Rendell said the World Trade Center was itself a symbol of religious tolerance, having set aside two places for Muslims to use for their daily prayers. Two weeks after the towers fell, he said, a service was held within sight of one of those spots to honor Muslims who had died in the 2001 attacks.
"Nobody objected," Rendell said. "There was not one word of dissent because back then we were united, we were not Muslims, Jews, Christians - we were Americans. Today we're here ... because there are those who seek to divide us, whether in Florida or New York or Tennessee."
Although a Florida pastor had called off plans to burn copies of the Quran, Rendell said the damage had been done, prompting violence in Afghanistan and Egypt.
"I believe things got so bad because there are people who seek to advance their own agenda by doing this and because the good people who know that this is wrong, who know that this is not what America stands for, too often have remained silent," Rendell said. He said he wanted to gather with Muslim leaders and those of other faiths "to say, this isn't the values that we represent."
"I believe the majority of Americans stand with us tonight," he told the crowd of about 100 people. "If one of us is attacked because of our religion, all of us can be attacked because of our religion."
Seven of the religious leaders also spoke briefly, reading passages from the Bible, Torah and Quran.

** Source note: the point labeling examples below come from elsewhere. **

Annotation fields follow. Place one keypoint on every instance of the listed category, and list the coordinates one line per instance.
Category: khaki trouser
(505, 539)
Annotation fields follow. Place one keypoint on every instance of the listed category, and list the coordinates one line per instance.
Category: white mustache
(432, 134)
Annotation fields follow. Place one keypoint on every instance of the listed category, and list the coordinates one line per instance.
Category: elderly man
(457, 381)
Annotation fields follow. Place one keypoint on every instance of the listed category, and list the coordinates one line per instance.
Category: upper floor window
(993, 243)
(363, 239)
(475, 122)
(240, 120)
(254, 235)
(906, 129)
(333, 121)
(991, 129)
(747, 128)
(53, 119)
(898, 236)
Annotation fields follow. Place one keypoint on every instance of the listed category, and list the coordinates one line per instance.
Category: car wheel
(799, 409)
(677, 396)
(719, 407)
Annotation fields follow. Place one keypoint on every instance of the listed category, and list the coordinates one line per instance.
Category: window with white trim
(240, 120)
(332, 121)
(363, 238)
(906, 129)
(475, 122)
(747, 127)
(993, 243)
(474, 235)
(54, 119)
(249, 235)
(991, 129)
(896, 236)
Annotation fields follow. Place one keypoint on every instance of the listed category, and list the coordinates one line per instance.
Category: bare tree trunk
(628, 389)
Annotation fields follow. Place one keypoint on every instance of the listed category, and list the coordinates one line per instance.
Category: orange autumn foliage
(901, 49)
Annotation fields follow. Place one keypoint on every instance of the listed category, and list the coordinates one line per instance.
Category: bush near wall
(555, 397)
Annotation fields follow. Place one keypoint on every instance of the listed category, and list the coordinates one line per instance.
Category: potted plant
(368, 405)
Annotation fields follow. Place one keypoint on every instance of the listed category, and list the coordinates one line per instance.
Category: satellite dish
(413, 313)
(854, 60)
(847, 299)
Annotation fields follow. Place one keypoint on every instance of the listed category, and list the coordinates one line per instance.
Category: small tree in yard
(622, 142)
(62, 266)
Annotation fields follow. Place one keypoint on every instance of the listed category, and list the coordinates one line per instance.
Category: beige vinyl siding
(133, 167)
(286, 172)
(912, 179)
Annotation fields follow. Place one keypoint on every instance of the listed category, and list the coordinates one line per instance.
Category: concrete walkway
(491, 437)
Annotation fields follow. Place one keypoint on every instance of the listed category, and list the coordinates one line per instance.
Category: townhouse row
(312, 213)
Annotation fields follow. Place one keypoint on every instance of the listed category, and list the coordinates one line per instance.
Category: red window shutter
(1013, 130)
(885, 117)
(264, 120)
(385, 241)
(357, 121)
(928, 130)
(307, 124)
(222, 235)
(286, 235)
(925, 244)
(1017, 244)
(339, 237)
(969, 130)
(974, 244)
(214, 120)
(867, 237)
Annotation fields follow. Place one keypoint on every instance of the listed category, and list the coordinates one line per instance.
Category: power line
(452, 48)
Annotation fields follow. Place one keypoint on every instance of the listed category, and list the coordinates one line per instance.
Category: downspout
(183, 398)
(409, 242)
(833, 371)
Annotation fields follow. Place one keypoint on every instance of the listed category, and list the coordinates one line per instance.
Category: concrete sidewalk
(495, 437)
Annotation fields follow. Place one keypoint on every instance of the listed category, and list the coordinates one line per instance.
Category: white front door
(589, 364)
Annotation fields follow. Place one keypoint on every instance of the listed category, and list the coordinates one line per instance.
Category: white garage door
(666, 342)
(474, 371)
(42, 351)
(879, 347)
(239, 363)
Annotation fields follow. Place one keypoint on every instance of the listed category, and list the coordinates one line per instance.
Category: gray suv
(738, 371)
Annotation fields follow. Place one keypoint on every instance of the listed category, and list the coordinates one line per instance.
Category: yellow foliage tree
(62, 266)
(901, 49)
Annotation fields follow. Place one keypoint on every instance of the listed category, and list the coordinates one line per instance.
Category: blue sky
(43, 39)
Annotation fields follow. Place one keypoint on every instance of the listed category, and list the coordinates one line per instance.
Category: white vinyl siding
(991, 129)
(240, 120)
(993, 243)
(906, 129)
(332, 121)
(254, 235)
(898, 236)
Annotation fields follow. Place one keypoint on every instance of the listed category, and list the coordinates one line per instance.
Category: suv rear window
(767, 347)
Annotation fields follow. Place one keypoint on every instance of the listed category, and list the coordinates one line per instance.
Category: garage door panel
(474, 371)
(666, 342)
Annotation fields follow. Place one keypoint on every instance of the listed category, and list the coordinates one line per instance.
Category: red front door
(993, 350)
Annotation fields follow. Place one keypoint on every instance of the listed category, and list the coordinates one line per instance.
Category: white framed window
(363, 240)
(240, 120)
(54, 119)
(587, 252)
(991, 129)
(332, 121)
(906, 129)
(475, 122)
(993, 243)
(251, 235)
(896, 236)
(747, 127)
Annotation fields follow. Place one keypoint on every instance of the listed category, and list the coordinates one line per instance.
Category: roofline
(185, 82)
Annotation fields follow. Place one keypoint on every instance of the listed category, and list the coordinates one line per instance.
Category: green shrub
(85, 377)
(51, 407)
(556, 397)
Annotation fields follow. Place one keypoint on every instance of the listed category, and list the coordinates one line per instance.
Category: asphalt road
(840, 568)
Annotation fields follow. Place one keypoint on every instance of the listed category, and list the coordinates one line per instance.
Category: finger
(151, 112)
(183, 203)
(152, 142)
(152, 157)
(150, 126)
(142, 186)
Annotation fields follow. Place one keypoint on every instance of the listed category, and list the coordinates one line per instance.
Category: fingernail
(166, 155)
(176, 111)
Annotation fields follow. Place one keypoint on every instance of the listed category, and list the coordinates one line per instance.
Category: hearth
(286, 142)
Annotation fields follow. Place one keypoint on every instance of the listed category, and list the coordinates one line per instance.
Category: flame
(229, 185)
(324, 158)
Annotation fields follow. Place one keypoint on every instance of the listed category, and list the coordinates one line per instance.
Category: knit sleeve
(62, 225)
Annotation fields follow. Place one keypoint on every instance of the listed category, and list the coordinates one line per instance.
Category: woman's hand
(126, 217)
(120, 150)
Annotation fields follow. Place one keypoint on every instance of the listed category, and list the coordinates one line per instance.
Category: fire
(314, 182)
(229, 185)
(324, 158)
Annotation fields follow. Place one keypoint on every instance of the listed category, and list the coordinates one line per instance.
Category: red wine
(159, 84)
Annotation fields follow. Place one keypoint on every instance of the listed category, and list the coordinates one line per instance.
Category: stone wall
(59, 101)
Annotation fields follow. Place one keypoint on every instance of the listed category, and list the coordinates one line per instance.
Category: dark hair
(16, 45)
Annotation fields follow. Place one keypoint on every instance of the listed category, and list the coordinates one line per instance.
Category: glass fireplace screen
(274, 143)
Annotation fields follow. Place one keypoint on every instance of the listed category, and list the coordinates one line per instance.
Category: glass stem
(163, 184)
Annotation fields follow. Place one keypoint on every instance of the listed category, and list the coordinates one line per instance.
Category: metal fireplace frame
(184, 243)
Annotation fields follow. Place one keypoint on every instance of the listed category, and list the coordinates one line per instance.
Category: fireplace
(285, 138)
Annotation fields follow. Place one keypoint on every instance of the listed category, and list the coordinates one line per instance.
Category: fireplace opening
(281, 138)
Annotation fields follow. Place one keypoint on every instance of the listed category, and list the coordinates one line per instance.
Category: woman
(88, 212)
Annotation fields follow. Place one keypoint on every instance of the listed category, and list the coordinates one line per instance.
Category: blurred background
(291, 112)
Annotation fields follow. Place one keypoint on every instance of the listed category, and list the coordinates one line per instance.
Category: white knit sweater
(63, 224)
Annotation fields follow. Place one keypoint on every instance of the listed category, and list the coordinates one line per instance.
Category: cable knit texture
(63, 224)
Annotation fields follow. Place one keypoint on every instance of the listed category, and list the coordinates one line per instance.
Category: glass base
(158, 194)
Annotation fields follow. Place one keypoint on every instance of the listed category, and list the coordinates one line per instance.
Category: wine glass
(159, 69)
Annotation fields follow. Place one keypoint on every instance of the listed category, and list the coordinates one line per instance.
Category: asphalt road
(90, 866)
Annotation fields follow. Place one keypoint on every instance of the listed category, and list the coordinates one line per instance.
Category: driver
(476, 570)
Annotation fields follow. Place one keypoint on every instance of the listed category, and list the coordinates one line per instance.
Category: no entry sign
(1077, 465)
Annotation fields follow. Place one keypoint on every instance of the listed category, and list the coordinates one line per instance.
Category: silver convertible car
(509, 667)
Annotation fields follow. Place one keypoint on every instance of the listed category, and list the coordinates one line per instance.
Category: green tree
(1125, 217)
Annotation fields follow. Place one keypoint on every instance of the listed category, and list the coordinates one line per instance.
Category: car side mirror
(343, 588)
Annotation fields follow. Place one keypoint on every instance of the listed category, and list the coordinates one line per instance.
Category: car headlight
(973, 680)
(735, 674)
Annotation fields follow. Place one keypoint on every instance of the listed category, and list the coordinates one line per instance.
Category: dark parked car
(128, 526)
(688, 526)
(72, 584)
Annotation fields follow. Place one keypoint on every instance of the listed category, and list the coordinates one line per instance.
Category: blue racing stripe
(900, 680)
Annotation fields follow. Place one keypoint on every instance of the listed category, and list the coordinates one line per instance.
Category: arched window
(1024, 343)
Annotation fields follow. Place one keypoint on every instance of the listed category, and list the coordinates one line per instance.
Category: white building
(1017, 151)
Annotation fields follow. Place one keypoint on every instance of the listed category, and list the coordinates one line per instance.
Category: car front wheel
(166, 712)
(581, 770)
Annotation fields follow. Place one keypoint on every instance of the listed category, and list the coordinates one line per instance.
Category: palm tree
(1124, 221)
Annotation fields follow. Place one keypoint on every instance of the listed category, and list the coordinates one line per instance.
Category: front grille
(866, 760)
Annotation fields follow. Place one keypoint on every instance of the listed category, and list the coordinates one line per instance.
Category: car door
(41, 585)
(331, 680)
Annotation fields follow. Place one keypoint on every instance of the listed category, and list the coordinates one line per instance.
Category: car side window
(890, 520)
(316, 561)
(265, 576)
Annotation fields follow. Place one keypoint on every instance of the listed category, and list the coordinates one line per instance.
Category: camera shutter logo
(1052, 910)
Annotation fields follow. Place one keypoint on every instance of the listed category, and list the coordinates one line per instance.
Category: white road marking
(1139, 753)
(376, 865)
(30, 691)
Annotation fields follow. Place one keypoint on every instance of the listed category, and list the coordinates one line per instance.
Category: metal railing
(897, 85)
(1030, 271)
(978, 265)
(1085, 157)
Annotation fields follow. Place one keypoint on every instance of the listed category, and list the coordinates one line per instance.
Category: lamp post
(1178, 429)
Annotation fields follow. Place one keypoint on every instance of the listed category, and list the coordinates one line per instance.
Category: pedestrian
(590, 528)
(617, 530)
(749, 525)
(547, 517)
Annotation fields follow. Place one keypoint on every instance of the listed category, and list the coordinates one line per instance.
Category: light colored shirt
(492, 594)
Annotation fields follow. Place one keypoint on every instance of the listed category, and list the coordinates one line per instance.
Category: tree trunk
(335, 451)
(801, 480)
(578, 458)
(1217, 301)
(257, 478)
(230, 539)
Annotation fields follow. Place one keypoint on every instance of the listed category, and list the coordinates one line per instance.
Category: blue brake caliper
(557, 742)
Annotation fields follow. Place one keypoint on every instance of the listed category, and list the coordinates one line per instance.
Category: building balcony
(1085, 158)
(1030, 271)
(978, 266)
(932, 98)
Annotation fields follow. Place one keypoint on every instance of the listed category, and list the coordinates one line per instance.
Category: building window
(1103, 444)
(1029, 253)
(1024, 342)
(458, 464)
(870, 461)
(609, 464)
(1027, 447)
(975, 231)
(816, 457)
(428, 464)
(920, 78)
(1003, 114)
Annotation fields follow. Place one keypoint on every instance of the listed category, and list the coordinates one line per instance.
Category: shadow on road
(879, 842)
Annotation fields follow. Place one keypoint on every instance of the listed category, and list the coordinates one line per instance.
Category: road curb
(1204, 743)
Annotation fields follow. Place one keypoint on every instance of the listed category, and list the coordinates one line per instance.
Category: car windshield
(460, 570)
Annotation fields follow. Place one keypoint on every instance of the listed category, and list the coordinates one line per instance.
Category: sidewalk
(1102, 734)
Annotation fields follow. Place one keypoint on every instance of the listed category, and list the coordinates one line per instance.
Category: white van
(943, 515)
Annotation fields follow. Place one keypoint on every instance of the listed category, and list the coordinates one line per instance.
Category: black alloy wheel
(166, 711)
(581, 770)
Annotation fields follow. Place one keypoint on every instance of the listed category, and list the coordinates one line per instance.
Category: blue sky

Sheik Imam Mohammed Shehata, Al-Aqsa Islamic Society, recited verses in Arabic, which Marwan Kreidie, founder of the Philadelphia Arab-American Community Development Corporation, translated as saying messengers of God have included Abraham, Moses, Jesus and the prophet Muhammad himself.
"Each one believes in God and his angels, and his books and his messengers. We make no divisions between any of his messengers. They say, 'We hear, and we obey,"' Kreidie said.
Rendell said, "Hard to believe anyone would want to burn a book that has passages like that."